My realtor promised to give me a free abacus if he could close the deal.
I’m unsure whether to count on it or not.
My wife and I went to see a realtor.
“Have you guys considered moving houses?” he asked.
I said, “No, we don’t like caravans.”
A realtor is passing out information for a house as potential buyers are walking in at an open house. A guy says, “Hey, can I see one of those pamphlets?”
The realtor replies, “Brochure.”
The real estate in my neighborhood has become so expensive that only cats can afford it.
You need nine lives to pay it off.
What did the real estate agent say to the lady at the bar?
"Ma'am, is your name FHA loan? Because you have most certainly caught my interest."
What do real estate agents have to be thankful for this year?
Lots.
Which Led Zeppelin song do realtors love most?
“A Whole Lot Of Love.”
Why would a real estate business never close down?
Since it’ll never be out of commission.
My real estate agent lied. He said my house had a 1,000 carpet area, but I could barely fit in 4 cars and 4 dogs in there...
How do you make a million dollars in real estate?
You start out with two million.
How did the realtor compliment his wife?
He said, “Real estate values will go up and down, but you will remain beautiful forever.”
What did the real estate agent do when her buyer was on a budget?
She asked the listing agent what would be the condominimum offer the owner would take.
What are sophisticated realtors known for?
Constantly telling you all about proper tea.
Why is it a bad idea to pick a fight with a real estate agent?
They can flip houses whenever they want!
What’s the worst thing about broken elevator puns? They’re not very uplifting.
Why was a realtor amused by solving a house jigsaw puzzle in just five weeks?
The box read for 10-14 years!
How does a dual agent sleep?
Well, first he lies on one side, then he lies on the other.
We’re having a really difficult time selling our house. We blame it on the neighbors.
They always have the lawn sprinkler on… It’s a source of constant irrigation.
Why was the realtor upset with his truck driver client one day?
The client wanted a house with really long haul ways.
My realtor sold me a two-story house.
One story before the offer, another story after the offer.
What did the realtor reply when I asked if he liked reading real estate magazines?
"Yes, I love reading them but only periodically".
Did you hear the joke about the roof? I doubt you’d get it. It’s over your head.
How can you tell if a real estate agent is British?
They’re all about proper tea.
How many realtors are needed to change a bulb?
Five.
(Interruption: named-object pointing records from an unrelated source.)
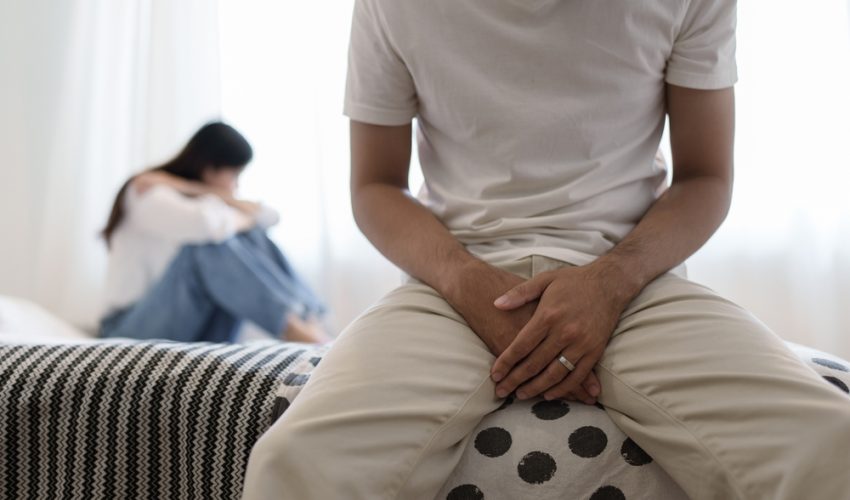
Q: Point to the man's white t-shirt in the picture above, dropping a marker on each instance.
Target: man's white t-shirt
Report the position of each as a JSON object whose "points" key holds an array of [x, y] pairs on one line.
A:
{"points": [[538, 120]]}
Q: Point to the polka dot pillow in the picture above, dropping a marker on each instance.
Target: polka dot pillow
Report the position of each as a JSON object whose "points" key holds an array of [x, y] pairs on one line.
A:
{"points": [[558, 449]]}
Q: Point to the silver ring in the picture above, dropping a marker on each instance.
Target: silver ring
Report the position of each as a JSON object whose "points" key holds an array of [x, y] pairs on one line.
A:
{"points": [[564, 361]]}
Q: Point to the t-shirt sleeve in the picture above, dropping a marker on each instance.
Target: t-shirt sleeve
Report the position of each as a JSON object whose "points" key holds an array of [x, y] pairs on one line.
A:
{"points": [[703, 55], [379, 89]]}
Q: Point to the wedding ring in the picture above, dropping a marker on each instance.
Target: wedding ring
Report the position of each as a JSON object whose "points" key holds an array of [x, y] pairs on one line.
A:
{"points": [[564, 361]]}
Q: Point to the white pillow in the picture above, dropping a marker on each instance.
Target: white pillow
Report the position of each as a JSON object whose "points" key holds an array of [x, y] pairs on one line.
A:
{"points": [[24, 321]]}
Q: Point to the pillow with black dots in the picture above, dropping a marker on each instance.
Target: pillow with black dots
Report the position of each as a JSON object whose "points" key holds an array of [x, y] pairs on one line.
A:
{"points": [[518, 452]]}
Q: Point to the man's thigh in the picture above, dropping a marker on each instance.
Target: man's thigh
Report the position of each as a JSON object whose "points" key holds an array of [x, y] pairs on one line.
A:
{"points": [[716, 397], [388, 409]]}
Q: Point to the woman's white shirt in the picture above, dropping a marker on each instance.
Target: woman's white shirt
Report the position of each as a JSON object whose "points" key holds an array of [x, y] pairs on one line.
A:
{"points": [[156, 224]]}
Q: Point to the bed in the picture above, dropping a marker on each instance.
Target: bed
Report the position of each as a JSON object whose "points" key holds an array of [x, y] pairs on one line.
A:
{"points": [[85, 419]]}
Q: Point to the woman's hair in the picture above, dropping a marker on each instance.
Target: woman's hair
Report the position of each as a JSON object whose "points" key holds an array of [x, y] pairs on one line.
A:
{"points": [[215, 146]]}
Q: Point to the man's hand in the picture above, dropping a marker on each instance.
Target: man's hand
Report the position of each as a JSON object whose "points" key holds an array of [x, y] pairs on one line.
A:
{"points": [[478, 287], [577, 312]]}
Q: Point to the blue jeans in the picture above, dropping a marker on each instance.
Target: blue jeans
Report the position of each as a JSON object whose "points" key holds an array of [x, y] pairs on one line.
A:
{"points": [[208, 290]]}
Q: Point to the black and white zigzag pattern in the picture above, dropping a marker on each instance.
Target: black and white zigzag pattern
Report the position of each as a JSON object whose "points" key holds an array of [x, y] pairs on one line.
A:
{"points": [[115, 420]]}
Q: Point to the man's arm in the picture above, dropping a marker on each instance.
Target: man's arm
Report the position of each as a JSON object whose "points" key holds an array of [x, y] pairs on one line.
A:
{"points": [[410, 236], [580, 306], [403, 230]]}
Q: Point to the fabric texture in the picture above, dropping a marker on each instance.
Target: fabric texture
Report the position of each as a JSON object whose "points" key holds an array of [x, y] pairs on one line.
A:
{"points": [[713, 396], [559, 449], [177, 421], [538, 121], [156, 225], [113, 420], [209, 290]]}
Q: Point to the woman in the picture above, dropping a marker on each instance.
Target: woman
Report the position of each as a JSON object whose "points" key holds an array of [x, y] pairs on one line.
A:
{"points": [[190, 262]]}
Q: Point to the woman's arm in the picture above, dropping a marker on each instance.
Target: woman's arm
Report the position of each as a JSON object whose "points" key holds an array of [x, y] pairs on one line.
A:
{"points": [[166, 213], [580, 306]]}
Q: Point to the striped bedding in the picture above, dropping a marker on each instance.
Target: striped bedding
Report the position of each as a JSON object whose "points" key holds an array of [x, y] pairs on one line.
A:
{"points": [[113, 420]]}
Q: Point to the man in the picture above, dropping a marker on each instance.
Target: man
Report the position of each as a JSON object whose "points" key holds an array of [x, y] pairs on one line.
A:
{"points": [[545, 256]]}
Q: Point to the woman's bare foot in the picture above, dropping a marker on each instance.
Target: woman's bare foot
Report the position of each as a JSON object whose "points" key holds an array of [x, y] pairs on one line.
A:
{"points": [[310, 332]]}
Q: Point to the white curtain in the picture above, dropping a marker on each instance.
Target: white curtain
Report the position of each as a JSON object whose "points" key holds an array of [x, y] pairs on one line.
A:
{"points": [[784, 251], [90, 91], [283, 76]]}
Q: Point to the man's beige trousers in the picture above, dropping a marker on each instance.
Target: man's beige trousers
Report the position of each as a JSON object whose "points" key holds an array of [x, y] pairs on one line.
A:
{"points": [[699, 383]]}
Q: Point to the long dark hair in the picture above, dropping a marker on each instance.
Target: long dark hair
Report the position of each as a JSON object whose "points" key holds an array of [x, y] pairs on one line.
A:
{"points": [[215, 146]]}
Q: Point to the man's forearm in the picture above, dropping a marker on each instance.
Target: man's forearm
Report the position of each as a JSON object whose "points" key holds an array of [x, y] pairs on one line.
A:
{"points": [[674, 227], [410, 236]]}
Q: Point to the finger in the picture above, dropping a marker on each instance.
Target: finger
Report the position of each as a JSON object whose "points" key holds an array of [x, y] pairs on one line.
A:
{"points": [[524, 293], [582, 395], [553, 373], [529, 367], [526, 340], [591, 384], [572, 382]]}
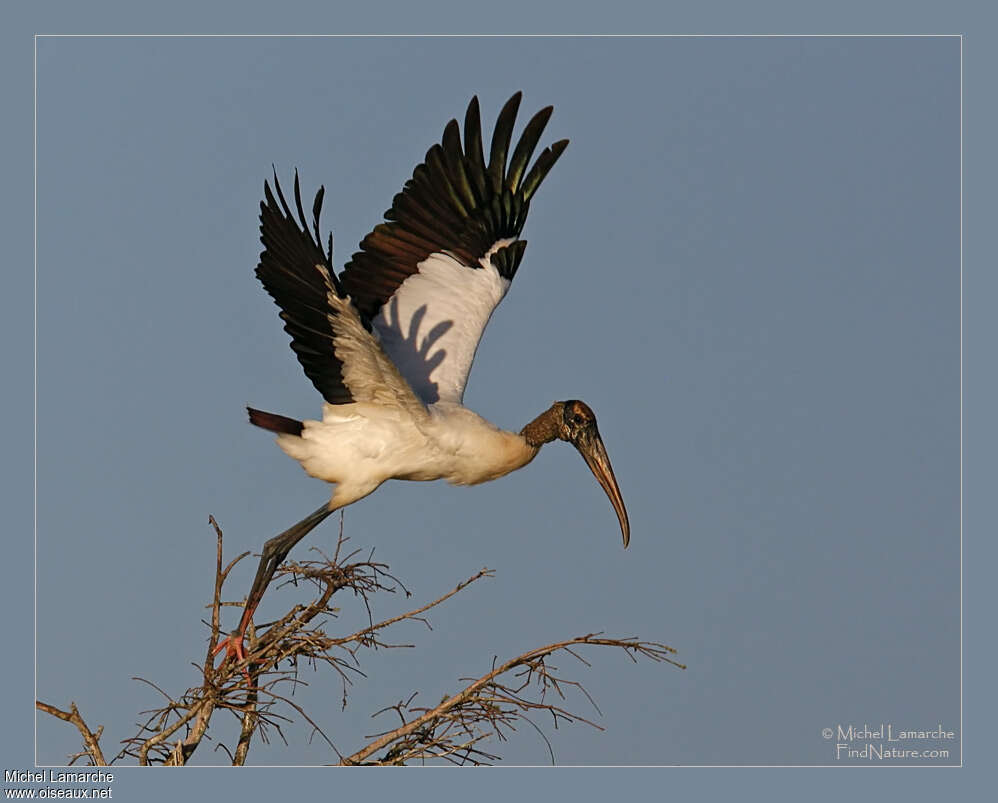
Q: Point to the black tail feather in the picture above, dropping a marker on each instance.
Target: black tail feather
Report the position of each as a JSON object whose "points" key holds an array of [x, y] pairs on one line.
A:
{"points": [[274, 422]]}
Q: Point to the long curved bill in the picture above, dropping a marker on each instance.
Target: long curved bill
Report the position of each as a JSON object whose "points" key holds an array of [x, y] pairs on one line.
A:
{"points": [[591, 447]]}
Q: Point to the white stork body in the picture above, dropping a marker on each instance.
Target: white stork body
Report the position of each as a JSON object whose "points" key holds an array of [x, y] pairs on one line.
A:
{"points": [[389, 342], [359, 446]]}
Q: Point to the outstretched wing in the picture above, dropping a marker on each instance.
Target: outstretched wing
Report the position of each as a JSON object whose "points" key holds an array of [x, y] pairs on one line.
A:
{"points": [[334, 345], [429, 278]]}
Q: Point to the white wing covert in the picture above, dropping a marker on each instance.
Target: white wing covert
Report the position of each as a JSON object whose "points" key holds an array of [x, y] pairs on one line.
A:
{"points": [[429, 278]]}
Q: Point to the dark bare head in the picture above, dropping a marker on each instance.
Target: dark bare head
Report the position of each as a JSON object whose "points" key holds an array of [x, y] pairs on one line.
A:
{"points": [[575, 422]]}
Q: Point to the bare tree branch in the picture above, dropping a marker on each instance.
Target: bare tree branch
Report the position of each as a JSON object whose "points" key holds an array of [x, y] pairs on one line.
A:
{"points": [[91, 740], [489, 707]]}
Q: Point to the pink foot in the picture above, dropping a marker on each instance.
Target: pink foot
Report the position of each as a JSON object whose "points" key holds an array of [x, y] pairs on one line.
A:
{"points": [[233, 646]]}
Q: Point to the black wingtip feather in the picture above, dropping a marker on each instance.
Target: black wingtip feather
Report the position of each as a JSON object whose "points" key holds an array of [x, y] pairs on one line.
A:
{"points": [[455, 203], [275, 423]]}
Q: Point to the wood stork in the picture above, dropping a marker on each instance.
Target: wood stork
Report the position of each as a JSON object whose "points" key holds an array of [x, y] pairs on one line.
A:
{"points": [[390, 341]]}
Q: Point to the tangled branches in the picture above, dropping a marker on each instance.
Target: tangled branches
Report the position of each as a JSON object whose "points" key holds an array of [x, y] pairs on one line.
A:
{"points": [[487, 708]]}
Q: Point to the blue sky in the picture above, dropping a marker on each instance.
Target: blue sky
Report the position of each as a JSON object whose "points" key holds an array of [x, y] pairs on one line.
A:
{"points": [[754, 242]]}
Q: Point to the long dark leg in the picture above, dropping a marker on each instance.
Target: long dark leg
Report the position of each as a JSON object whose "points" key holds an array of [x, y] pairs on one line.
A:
{"points": [[274, 553]]}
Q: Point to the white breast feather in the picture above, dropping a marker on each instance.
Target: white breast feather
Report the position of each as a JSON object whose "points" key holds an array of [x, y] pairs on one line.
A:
{"points": [[432, 324]]}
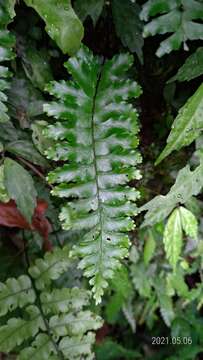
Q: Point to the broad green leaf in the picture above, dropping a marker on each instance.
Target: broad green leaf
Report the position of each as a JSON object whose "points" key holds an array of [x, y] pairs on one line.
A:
{"points": [[187, 125], [149, 247], [180, 18], [92, 8], [173, 237], [189, 222], [7, 43], [128, 25], [99, 160], [192, 68], [42, 348], [187, 184], [165, 302], [4, 197], [26, 150], [62, 24], [20, 187]]}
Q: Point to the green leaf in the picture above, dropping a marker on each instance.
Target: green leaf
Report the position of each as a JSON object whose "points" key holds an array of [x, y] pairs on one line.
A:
{"points": [[25, 101], [36, 66], [17, 330], [7, 43], [111, 350], [149, 247], [62, 24], [20, 187], [178, 17], [4, 197], [92, 8], [122, 289], [189, 222], [141, 279], [173, 237], [192, 68], [74, 324], [50, 267], [187, 126], [187, 184], [26, 150], [64, 300], [42, 348], [77, 346], [128, 25], [15, 293], [100, 159], [40, 141]]}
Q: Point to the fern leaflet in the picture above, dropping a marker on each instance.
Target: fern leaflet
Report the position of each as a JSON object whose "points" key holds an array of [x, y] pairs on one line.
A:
{"points": [[96, 135]]}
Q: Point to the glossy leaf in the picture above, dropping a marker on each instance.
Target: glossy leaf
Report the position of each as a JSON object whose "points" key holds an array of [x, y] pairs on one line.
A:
{"points": [[18, 330], [192, 67], [62, 24], [128, 25], [20, 187], [26, 150], [172, 238], [149, 247], [92, 8], [178, 17], [101, 127], [187, 125], [10, 216], [36, 66], [15, 293], [187, 184], [55, 326], [189, 222]]}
One to change, and four others to say they would have done it for a lower price.
What does a real estate agent from Seychelles specialized in beachfront properties do?
She sells Seychelles by the seashore.
What did the happy realtor say to his client after making the deal?
He said, "Well, all's well that dwells well."
Why did the house make an appointment with the doctor?
It had a window-pane.
Why did the mortgage broker always eat lunch by himself?
He was a loaner.
I got worried about climate change when realtors in Iowa started advertising their listings as “potential waterfront property.”
What’s a real estate agent’s favorite song?
“For Lease Navidad.”
What do you call a real estate agent who secretly moonlights as a detective?
Sherlock Homes.
What type of real estate transactions do dwarves prefer?
Short sales.
Why do realtors not buy houses near stables?
Because they will always be worried about their next-door neigh-bors!
A brand new real estate agent walks into a Realtor’s office for their interview. “It says here you quit your last job selling duct tape after only three months,” the Realtor asked. “Why did you quit?” “I just couldn’t stick with it,” they responded.
Why do people take an instant dislike to real estate agents?
To save time.
When it comes to board games about buying real estate, Hasbro has a monopoly…
Two banks with different rates have a conflict of interest.